Not one soul knew. Indeed, at parties and potlucks and neighborhood gatherings, everywhere --everyone confirmed: not one person had any inkling about what kind of residents lived next door.

There was a whole lot of this: "Wow, isn't that strange that nobody knows!" and this "funny that we don't know. But there's never been a problem there" and "can't say that anybody ever has asked. Those folks keep to themselves pretty much."

Yes -- from the people living directly next door to those two blocks down--the neighborhood demonstrated a general sense of ignorance and incredulity at said state.

So the Matron, a bit obsessive and fearing pedophiles and ax-murderers who could potentially 'wake up' from their slumber, did a little research and saw that the property was owned by the state of Minnesota. A few more steps and she found the appropriate state agency to call. She even secured a phone number to call for the exact scoop on what kind of folk resided down the street.

But just as she was set to hit that 'dial' button? She could not bring herself to call! Who was she to mess with neighborhood karma? The control freak Matron put down that phone. She felt like it was the destiny of the house and neighborhood to not know. Trust her. This attitude does not come naturally. She was probably shaking when she set aside that phone.

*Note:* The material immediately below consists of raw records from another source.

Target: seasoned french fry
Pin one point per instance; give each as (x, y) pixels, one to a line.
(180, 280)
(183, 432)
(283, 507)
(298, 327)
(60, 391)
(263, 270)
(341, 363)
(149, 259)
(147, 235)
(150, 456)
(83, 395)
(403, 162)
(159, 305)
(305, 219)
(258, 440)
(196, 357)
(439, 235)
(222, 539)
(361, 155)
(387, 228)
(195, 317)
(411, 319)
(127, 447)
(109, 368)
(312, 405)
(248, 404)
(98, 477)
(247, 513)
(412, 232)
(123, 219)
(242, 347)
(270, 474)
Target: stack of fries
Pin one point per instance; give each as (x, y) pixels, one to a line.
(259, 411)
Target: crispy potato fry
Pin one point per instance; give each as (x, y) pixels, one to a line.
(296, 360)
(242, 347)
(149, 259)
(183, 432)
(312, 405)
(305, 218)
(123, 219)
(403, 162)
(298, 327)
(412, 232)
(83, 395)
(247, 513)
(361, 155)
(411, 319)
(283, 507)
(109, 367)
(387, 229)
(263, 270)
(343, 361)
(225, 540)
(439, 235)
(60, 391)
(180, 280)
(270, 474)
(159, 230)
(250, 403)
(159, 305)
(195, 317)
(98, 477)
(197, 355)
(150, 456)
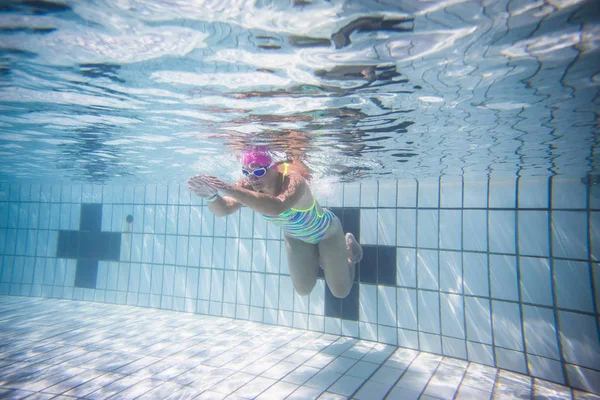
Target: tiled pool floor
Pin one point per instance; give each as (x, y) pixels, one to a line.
(63, 349)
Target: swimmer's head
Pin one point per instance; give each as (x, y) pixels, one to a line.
(256, 164)
(258, 157)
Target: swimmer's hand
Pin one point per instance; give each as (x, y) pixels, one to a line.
(223, 188)
(207, 186)
(200, 186)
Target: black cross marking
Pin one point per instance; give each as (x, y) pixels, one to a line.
(89, 245)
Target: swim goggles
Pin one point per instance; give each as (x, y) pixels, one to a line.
(258, 172)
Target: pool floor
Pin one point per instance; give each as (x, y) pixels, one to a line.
(62, 349)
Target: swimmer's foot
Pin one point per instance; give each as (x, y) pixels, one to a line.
(354, 249)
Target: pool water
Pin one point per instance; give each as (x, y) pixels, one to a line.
(456, 140)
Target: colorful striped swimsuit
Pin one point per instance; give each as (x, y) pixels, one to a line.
(306, 225)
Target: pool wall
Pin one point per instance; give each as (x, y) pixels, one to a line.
(495, 271)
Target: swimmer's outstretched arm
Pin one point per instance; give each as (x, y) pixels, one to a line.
(262, 202)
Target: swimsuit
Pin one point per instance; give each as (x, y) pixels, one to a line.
(306, 225)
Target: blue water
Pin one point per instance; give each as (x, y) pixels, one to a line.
(144, 91)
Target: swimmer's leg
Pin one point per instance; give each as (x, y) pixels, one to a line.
(338, 260)
(303, 262)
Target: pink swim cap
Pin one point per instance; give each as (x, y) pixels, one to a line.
(257, 157)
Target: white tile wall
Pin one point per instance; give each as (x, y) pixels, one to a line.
(504, 284)
(536, 280)
(241, 257)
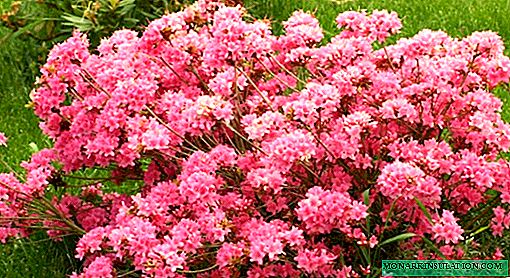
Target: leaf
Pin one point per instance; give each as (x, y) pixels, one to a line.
(33, 146)
(433, 247)
(397, 238)
(424, 210)
(79, 22)
(366, 197)
(479, 231)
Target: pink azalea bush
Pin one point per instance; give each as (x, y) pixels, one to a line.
(264, 155)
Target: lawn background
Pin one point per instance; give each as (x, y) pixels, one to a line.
(19, 58)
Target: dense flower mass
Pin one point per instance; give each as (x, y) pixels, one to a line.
(209, 146)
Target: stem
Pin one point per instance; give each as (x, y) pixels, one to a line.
(279, 79)
(198, 271)
(272, 58)
(257, 89)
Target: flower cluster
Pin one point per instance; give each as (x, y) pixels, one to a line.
(250, 154)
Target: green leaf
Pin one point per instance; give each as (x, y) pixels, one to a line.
(78, 22)
(479, 231)
(397, 238)
(434, 248)
(424, 210)
(366, 197)
(33, 147)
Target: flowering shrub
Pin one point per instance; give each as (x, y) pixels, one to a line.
(266, 155)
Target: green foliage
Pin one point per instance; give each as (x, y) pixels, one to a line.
(30, 27)
(50, 21)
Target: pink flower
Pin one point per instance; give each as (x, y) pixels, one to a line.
(3, 139)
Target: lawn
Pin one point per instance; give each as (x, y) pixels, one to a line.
(18, 68)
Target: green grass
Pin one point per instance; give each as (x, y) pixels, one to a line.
(457, 18)
(18, 60)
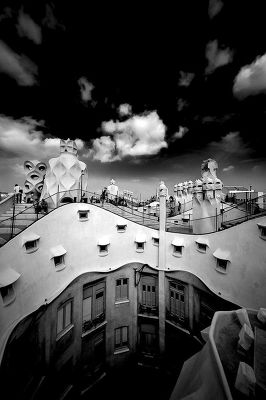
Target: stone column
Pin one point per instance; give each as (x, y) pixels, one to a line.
(161, 266)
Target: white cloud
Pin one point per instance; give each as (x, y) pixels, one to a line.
(18, 67)
(251, 79)
(215, 7)
(217, 57)
(18, 169)
(28, 28)
(179, 134)
(86, 88)
(181, 104)
(229, 168)
(50, 20)
(185, 78)
(138, 136)
(125, 109)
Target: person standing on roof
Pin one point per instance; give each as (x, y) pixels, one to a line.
(18, 193)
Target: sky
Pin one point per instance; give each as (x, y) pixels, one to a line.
(148, 92)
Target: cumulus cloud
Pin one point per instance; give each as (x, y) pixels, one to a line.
(217, 57)
(215, 7)
(18, 67)
(251, 79)
(28, 28)
(86, 88)
(50, 21)
(229, 168)
(22, 139)
(185, 78)
(125, 109)
(181, 104)
(140, 135)
(179, 134)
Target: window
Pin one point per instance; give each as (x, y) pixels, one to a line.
(121, 337)
(178, 244)
(31, 245)
(8, 294)
(121, 292)
(93, 309)
(121, 227)
(140, 246)
(58, 260)
(148, 292)
(83, 215)
(221, 265)
(155, 241)
(177, 300)
(64, 316)
(202, 247)
(262, 228)
(177, 250)
(103, 249)
(58, 256)
(103, 246)
(222, 259)
(8, 277)
(140, 240)
(30, 242)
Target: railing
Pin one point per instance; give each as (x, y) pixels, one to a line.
(149, 311)
(18, 221)
(93, 323)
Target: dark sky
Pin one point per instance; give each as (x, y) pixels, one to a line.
(194, 73)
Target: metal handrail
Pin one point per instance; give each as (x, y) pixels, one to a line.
(145, 218)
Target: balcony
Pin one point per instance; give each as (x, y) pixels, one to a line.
(149, 311)
(175, 319)
(93, 323)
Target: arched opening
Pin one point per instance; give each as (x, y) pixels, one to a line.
(66, 200)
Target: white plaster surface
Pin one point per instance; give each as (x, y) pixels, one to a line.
(40, 282)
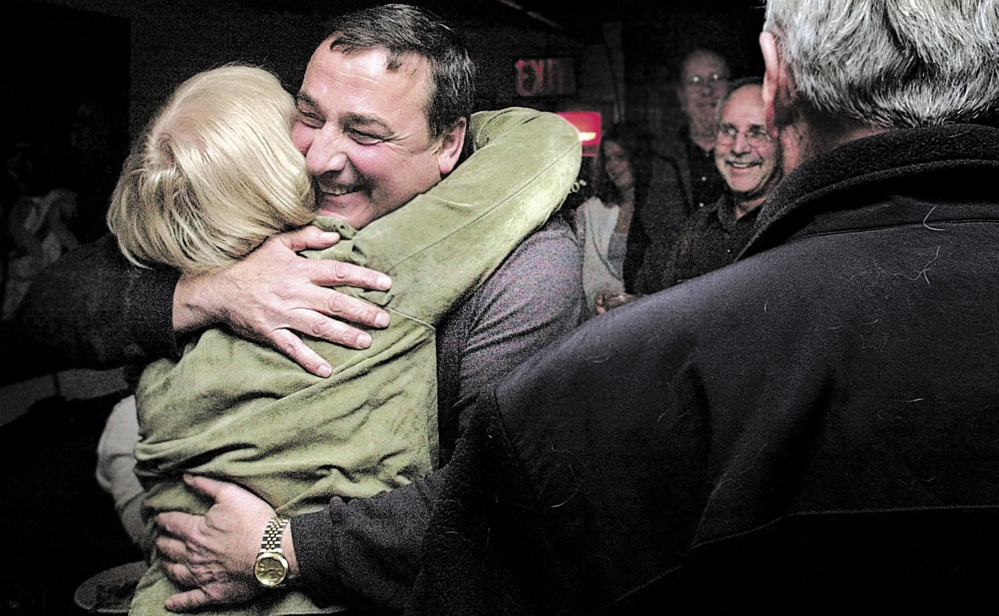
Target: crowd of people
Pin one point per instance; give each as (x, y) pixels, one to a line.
(746, 365)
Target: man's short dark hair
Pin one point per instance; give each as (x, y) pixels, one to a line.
(403, 29)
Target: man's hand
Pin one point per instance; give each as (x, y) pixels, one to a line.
(213, 555)
(607, 299)
(274, 293)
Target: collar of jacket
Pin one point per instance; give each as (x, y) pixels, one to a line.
(902, 157)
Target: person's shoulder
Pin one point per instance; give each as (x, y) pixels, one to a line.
(555, 238)
(550, 258)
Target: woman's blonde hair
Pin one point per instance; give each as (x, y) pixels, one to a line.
(215, 174)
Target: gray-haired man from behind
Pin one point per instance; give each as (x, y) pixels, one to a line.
(815, 426)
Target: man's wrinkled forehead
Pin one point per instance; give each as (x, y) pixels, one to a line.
(407, 63)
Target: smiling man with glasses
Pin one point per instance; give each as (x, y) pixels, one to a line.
(684, 178)
(750, 161)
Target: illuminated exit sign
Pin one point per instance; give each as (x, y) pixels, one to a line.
(545, 77)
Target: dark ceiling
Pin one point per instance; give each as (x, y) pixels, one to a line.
(651, 27)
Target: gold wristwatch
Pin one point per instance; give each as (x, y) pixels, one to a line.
(271, 567)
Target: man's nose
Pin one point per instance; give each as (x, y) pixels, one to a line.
(741, 145)
(327, 152)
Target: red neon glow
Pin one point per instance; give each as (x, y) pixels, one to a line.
(588, 125)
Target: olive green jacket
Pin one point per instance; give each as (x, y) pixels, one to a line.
(234, 410)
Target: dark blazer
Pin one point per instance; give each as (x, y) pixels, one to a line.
(816, 425)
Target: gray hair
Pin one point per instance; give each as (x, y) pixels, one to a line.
(891, 63)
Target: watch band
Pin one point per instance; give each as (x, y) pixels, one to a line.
(271, 567)
(273, 533)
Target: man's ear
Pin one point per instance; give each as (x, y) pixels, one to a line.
(776, 85)
(451, 144)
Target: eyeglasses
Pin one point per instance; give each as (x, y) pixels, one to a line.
(755, 136)
(705, 80)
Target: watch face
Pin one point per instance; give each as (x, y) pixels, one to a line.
(270, 569)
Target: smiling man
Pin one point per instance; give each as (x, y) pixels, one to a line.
(750, 161)
(382, 114)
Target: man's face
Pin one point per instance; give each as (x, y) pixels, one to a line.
(364, 132)
(704, 81)
(747, 157)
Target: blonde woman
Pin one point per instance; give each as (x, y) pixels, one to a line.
(215, 175)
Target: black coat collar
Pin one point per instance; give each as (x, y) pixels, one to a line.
(905, 155)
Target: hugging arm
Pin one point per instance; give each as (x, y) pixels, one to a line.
(92, 308)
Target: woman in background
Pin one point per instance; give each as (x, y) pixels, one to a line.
(617, 185)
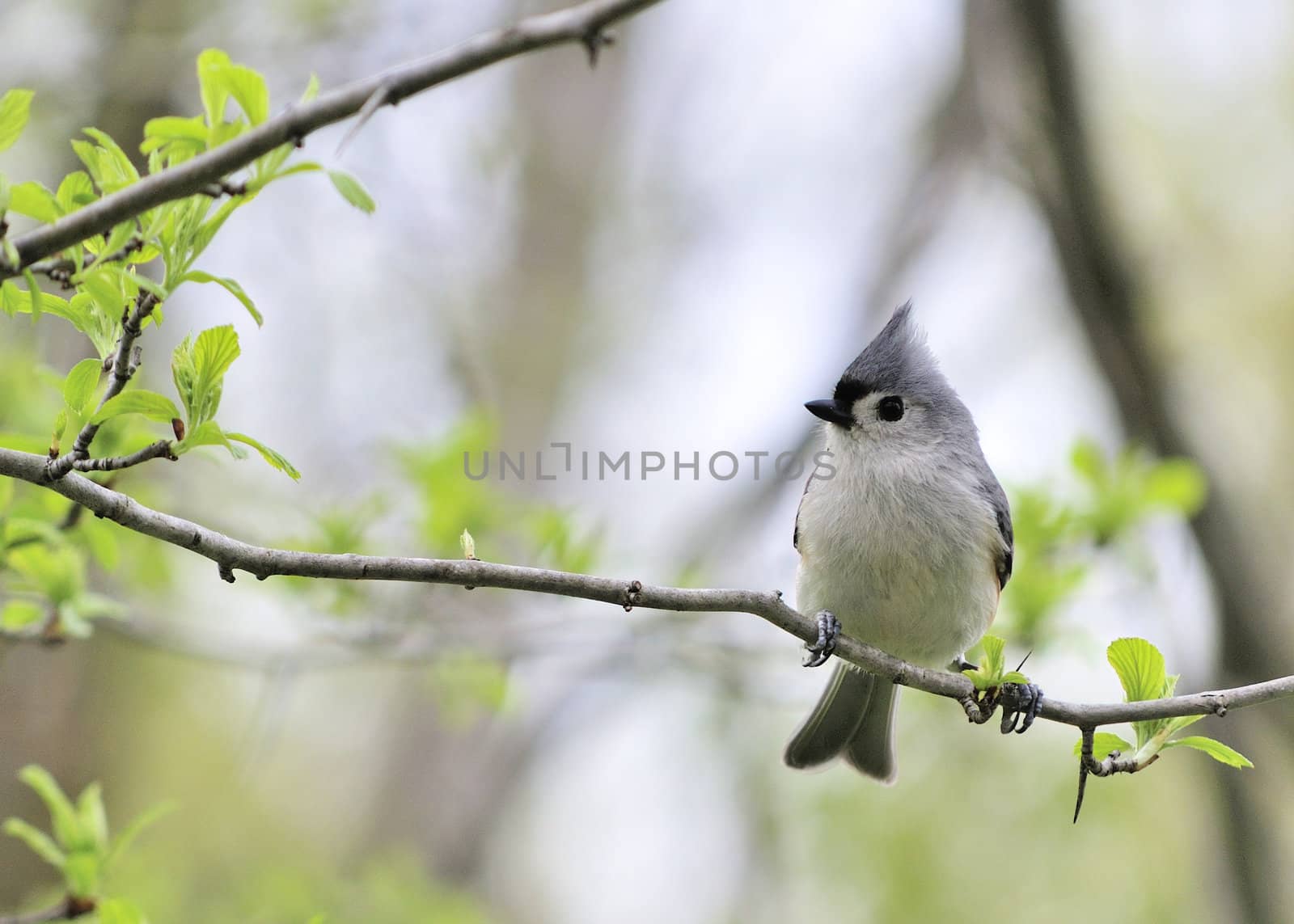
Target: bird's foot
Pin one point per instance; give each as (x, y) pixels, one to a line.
(1020, 703)
(828, 631)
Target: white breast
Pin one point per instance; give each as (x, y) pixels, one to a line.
(903, 554)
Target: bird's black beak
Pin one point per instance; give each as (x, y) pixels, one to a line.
(831, 411)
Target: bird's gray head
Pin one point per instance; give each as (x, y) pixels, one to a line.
(894, 398)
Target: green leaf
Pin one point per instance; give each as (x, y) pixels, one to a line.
(312, 88)
(272, 457)
(249, 91)
(206, 434)
(105, 289)
(34, 294)
(198, 369)
(38, 840)
(116, 167)
(94, 818)
(81, 385)
(19, 615)
(82, 874)
(1103, 743)
(230, 286)
(215, 92)
(1140, 668)
(15, 108)
(32, 200)
(175, 137)
(75, 191)
(1089, 460)
(23, 530)
(62, 816)
(1216, 749)
(56, 572)
(353, 191)
(139, 402)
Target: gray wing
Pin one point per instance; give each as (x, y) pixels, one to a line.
(1002, 512)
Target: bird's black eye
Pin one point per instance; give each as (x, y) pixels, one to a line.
(890, 408)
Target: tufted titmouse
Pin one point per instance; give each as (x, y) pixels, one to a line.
(909, 544)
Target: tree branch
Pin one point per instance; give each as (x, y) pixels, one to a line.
(123, 368)
(159, 449)
(230, 554)
(584, 23)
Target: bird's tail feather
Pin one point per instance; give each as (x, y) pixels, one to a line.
(854, 717)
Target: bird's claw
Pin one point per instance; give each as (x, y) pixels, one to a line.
(1020, 703)
(828, 631)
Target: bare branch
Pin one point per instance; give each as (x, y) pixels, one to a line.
(230, 554)
(61, 269)
(159, 449)
(584, 23)
(69, 909)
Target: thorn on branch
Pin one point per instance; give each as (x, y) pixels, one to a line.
(159, 449)
(223, 188)
(381, 96)
(594, 40)
(980, 710)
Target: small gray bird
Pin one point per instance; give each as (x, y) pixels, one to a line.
(906, 546)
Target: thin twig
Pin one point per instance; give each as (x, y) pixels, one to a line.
(66, 910)
(159, 449)
(573, 25)
(123, 368)
(230, 554)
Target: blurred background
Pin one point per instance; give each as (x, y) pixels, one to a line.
(1090, 205)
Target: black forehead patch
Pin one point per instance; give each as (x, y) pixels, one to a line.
(849, 390)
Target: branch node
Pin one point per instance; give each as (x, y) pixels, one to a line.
(372, 105)
(594, 40)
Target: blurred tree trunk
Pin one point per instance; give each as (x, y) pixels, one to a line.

And nearly seven years later? Not one negative peep or red flag waving from the big huge house.

Yesterday, when one of the residents embarked upon a two hour somabulist shuffle up and down the street (as they sometimes do), Merrick simply moved his scooter out of the man's way and said this: "It's nice to make woom fow the people from the hotel because they can't weally walk wight."

Part of what's normal around here.

Sunday, May 24, 2009

She Forgot to Tell You

That the Matron is taking a Memorial Holiday Blogging Break.  She'll be back on Tuesday, refreshed as all get out.